If any of this sounds familiar, and you often find yourself distracted by thoughts of when or how you’re going to yank it next, that’s a strong indication you have a problem, Drake says.
If you realize you have a masturbation problem, what should you do about it?
“There’s nothing unhealthy or problematic with masturbating,” Drake says. “But if it becomes detrimental to your life, then you need to treat it like you would any other harmful habit.” That means doing one of two things: a) cutting yourself off cold turkey, at least for the time being; and b) adopting more of a “harm reduction” approach by setting limits for yourself—for example, making a rule to only masturbate at night.

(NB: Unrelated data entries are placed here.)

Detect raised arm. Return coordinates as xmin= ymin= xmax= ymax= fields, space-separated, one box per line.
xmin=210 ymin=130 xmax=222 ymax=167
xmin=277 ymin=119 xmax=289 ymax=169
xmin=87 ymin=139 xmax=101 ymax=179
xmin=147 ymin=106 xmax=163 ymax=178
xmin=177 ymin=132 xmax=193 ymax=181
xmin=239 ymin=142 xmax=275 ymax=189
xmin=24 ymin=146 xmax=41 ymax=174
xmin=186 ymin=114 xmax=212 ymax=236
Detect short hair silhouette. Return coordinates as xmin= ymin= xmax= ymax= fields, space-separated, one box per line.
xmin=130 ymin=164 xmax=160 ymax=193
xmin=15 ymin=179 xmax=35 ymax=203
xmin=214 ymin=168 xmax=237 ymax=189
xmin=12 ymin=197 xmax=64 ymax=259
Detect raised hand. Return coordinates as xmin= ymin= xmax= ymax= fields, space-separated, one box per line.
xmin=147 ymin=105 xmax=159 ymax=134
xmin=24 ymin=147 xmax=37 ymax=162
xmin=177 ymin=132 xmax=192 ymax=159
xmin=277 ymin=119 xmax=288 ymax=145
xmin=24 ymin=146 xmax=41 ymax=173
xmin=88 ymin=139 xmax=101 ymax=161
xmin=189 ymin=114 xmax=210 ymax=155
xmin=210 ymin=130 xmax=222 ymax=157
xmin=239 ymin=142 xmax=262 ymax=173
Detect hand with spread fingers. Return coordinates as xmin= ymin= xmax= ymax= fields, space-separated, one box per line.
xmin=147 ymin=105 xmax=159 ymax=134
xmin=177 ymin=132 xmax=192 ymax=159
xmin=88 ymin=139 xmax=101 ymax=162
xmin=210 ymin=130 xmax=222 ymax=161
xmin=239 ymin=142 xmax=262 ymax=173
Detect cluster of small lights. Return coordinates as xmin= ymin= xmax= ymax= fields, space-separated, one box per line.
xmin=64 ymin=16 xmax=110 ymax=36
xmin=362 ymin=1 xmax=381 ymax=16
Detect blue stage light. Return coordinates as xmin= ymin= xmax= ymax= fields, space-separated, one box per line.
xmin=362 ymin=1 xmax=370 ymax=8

Considering you probably don't want to give up solo orgasms for the rest of your life—masturbation is, after all, an integral part of any healthy sex life—you'll probably want to opt for the latter approach. Set rules for yourself and see if you can adhere to them. If you can't, and you find yourself slipping back into harmful old habits, consider seeing a therapist, as there might be a deeper psychological issue at play.
Bottom line? Indulging in a little self-love every now and then is fine. It's only when it gets in the way of your actual life—or your actual sex life—that it becomes a problem. Of course, during the COVID-19 pandemic, many of us currently don’t have a “real life” or a partner to quarantine with, so I say go ahead and set those masturbation records. What else do you have to do right now?